Gautam R. Desiraju

It is no longer a matter of discussion that the Indian university system is discredited and disgraced. It is easy to dismiss our universities as bad. It is difficult to pin point the reasons. It is practically impossible to find solutions.

Universities abroad thrive for centuries on end. In India, they are barely able to hobble along after a few decades. In my early years as an academic, I used to wonder how universities in Oxford, Cambridge, Bologna and Cracow have lasted for a millennium, while once stellar universities such as Delhi, Allahabad, Mysore, Calcutta, Andhra and Banaras could not remain academically viable for even fifty years.

After thirty years in the University of Hyderabad, an institution I joined in its nascent days, I think I am beginning to understand how and why.

Leader holds the key

Unlike the Indian Institute of Science and the Indian Institutes of Technology, an Indian university is a personality-dependent organisation. Its prosperity and growth are closely linked to the competence, ethos and the morality of its chief executive. As long as this person is of impeccable character, the organisation prospers.

However, the administrative structuring of an Indian university is unable to withstand the ravages of an incompetent or dishonest leader. Each failed university in our country can be associated with just one bad vice-chancellor. The effects of such a person, it would seem, are irreversible and last long after he has demitted office.

The Government has rightly coupled its mission of higher education with the social and economic empowerment of classes that were traditionally excluded from these spheres. But the implementation of these agendas by corrupt and sub-standard people, who have little appreciation or concern for education in general, results in a deadly cocktail for disaster.

At this point, just about every young person who can, wants to rush abroad to get an education. He or she will take any chance, run any risk and face any consequence to avoid being educated in this country. The motto of my erstwhile university is 'education (is that which) liberates'. However, the real liberation, for our young people it seems, is to escape from the education on offer in our universities.

Appointing committees for vice-chancellors are typically made up of superannuated academics and administrators many of whom have not even visited the university in question. The suggestions of this committee are then sent to the President of India or the Governor of the relevant state who makes the final choice.

This feudal and anachronistic procedure, in which there is plenty of room for political manipulation, has no place in a modern, progressive society. In all successful universities of the world, the appointments of the executive authorities of the university are the sole responsibility of its own academic faculty—an internal matter, and accordingly a democratic and open matter. Only he who plays the game must make the rules. Committees of wise men in New Delhi often have little knowledge or appreciation for what is happening at the grass roots level in the education sector. They cannot be entrusted with this critical task of selecting vice-chancellors.

Working academics in the business of classroom teaching are the only ones who know the real problems of a society that is awakening both socially and economically. Good vice-chancellors need to know enough of academics to be able to identify talent. They need not necessarily be outstanding academics themselves. Good vice-chancellors also need to be savvy enough to attract private funding into their institutions, and not just live off Government subsidies.

None of these things is happening. Instead, a motley group of people with little comprehension of complex issues confronting them, head our universities. Their decisions are based on how it will affect their climb to the next step of the dizzying ladder that furthers them into administrative nothingness.
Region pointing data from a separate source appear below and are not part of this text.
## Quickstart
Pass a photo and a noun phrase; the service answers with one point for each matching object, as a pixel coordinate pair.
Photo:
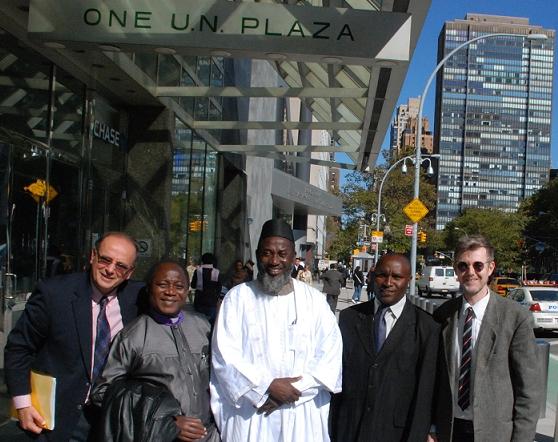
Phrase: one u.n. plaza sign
(245, 29)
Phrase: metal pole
(419, 135)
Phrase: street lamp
(419, 132)
(378, 215)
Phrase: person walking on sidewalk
(333, 280)
(358, 279)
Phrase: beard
(272, 284)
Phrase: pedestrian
(167, 347)
(389, 363)
(358, 280)
(276, 352)
(305, 275)
(65, 332)
(333, 280)
(207, 282)
(489, 379)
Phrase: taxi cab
(501, 284)
(542, 302)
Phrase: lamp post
(419, 131)
(378, 213)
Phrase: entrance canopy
(345, 60)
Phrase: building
(403, 114)
(493, 114)
(186, 123)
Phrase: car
(542, 302)
(438, 279)
(501, 284)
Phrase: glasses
(478, 266)
(105, 261)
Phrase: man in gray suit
(489, 386)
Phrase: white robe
(260, 337)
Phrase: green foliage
(541, 229)
(359, 196)
(504, 231)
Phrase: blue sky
(539, 12)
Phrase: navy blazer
(54, 336)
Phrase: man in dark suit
(65, 332)
(389, 361)
(488, 377)
(333, 280)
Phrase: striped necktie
(464, 392)
(102, 341)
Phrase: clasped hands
(281, 391)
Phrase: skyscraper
(493, 113)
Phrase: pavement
(545, 426)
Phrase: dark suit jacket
(506, 382)
(386, 396)
(54, 336)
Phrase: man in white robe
(277, 352)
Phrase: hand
(30, 419)
(191, 429)
(269, 406)
(281, 390)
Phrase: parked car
(501, 284)
(542, 301)
(438, 279)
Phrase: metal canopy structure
(352, 101)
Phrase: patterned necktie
(102, 341)
(463, 396)
(380, 327)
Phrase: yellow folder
(43, 397)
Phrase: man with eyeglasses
(489, 383)
(65, 332)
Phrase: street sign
(377, 236)
(408, 230)
(415, 210)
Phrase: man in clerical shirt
(276, 352)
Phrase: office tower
(493, 111)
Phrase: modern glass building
(185, 123)
(493, 114)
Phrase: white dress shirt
(393, 313)
(479, 309)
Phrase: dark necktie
(380, 327)
(464, 392)
(102, 341)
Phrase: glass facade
(493, 117)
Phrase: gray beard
(273, 284)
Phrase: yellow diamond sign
(415, 210)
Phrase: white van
(438, 279)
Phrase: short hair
(474, 242)
(121, 235)
(151, 272)
(208, 258)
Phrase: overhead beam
(246, 149)
(274, 92)
(276, 125)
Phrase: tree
(541, 230)
(503, 230)
(359, 196)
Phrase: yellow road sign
(415, 210)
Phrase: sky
(539, 12)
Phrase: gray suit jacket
(506, 380)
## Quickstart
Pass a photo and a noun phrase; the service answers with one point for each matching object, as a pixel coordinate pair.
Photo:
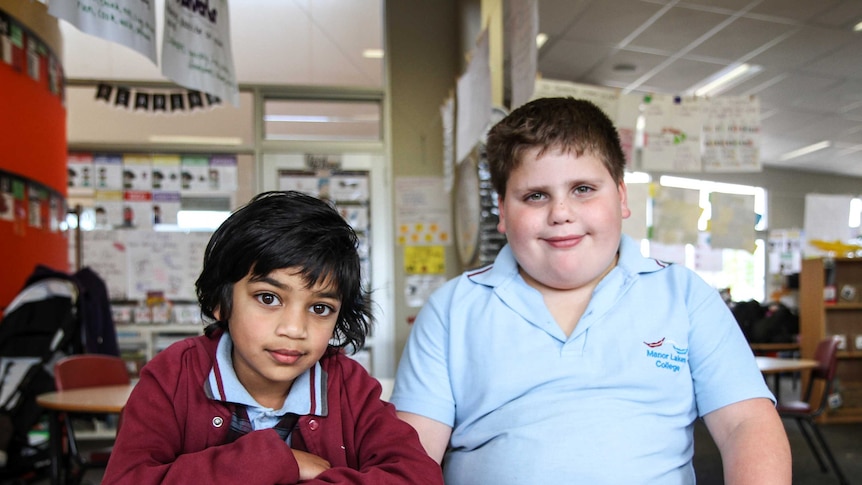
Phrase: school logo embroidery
(665, 359)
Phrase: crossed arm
(753, 444)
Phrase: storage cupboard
(830, 303)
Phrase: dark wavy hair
(286, 229)
(567, 124)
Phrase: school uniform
(180, 426)
(614, 402)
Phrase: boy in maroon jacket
(267, 396)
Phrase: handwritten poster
(134, 262)
(672, 130)
(732, 221)
(675, 215)
(131, 23)
(196, 48)
(473, 100)
(522, 27)
(731, 135)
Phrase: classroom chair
(86, 370)
(806, 415)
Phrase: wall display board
(134, 263)
(476, 215)
(349, 190)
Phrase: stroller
(40, 326)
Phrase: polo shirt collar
(306, 396)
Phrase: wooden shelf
(842, 306)
(819, 319)
(842, 415)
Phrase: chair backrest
(90, 370)
(826, 354)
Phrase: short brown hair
(567, 124)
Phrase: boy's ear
(624, 201)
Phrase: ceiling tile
(802, 46)
(556, 15)
(677, 28)
(740, 38)
(681, 75)
(843, 16)
(570, 61)
(604, 73)
(628, 15)
(799, 10)
(846, 61)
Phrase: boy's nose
(562, 212)
(292, 325)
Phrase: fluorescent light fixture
(541, 39)
(196, 140)
(805, 150)
(725, 79)
(372, 53)
(370, 118)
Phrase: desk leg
(55, 436)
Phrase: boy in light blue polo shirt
(574, 359)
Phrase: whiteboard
(133, 263)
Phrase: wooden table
(760, 349)
(779, 365)
(102, 399)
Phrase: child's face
(280, 329)
(562, 216)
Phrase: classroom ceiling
(809, 85)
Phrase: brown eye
(268, 299)
(321, 309)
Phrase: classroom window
(743, 271)
(326, 120)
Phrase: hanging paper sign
(131, 23)
(148, 101)
(196, 47)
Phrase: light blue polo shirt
(299, 400)
(613, 403)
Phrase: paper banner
(196, 48)
(150, 101)
(131, 23)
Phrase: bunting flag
(26, 53)
(196, 47)
(152, 102)
(130, 23)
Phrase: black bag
(747, 313)
(779, 325)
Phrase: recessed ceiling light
(805, 150)
(372, 53)
(725, 79)
(541, 39)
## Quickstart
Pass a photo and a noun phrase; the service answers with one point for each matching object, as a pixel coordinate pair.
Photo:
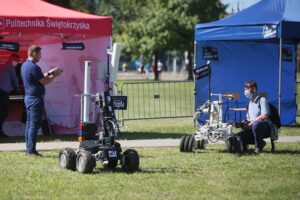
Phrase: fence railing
(156, 99)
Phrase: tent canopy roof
(280, 16)
(40, 16)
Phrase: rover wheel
(181, 145)
(130, 160)
(186, 143)
(191, 145)
(229, 145)
(112, 164)
(85, 162)
(67, 158)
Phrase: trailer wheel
(67, 159)
(85, 162)
(181, 145)
(191, 145)
(130, 160)
(186, 143)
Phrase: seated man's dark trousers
(255, 135)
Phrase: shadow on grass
(149, 135)
(44, 138)
(73, 138)
(161, 170)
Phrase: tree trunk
(190, 66)
(156, 73)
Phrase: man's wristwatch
(50, 73)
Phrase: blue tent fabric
(254, 22)
(247, 45)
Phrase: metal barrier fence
(156, 99)
(161, 99)
(298, 98)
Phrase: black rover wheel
(201, 144)
(229, 145)
(186, 143)
(191, 145)
(112, 164)
(182, 141)
(67, 159)
(130, 160)
(85, 162)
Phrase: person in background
(34, 84)
(258, 125)
(8, 81)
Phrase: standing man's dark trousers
(34, 107)
(4, 103)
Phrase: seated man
(258, 125)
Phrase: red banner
(98, 26)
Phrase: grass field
(164, 173)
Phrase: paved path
(124, 143)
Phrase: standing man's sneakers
(2, 134)
(260, 150)
(34, 154)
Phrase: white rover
(213, 130)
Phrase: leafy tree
(151, 27)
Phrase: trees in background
(151, 27)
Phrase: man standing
(8, 81)
(34, 81)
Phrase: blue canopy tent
(258, 43)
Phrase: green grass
(164, 173)
(148, 129)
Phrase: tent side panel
(242, 61)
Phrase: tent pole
(280, 76)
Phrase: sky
(242, 4)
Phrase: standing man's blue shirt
(31, 74)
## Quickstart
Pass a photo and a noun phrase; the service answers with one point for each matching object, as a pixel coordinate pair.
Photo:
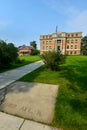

Commission must get it right

In such a scenario, the Government has been advised to scrap bodies like the University Grants Commission and the All-India Council of Technical Education, which have become autocratic oligarchies and laws unto themselves. In turn, it appears that a new super-body, a seven member Commission for Higher Education and Research (CHER) is being empowered to clean up the mess, with the Chairperson having powers similar to that of the Election Commissioner.

On paper this looks good, but in practice what guarantee do we have that the present rotten structure will not be replaced by another structure with seven Mughal emperors? The people who appoint the members of the CHER will, in all likelihood, be the same people who have been appointing our vice-chancellors, and the seven members will, in all likelihood, be chosen from amongst the present vice-chancellors. This is merely old wine in new bottles, not a route towards systemic change.

It is time to urgently embrace a bottom-up approach in which the stakeholders, that is the university academics, are the only ones taking important decisions. However, it is unrealistic and Utopian to expect that such a reality will emerge out of the present system that is so heavily top-down in its approach.

There is a real opportunity here in the setting up of the new body CHER. The Government should charge CHER with the primary mission of democratising our universities and removing the shackles of bondage that have reduced them to skeletons. We are used to a top-down approach and know of no other method of administration. We need, therefore, wise leaders who are not scared to devolve their powers to the teachers. In my view, this would be the only way to liberate our universities.

The author is in the Solid State and Structural Chemistry Unit of the Indian Institute of Science, Bangalore, India.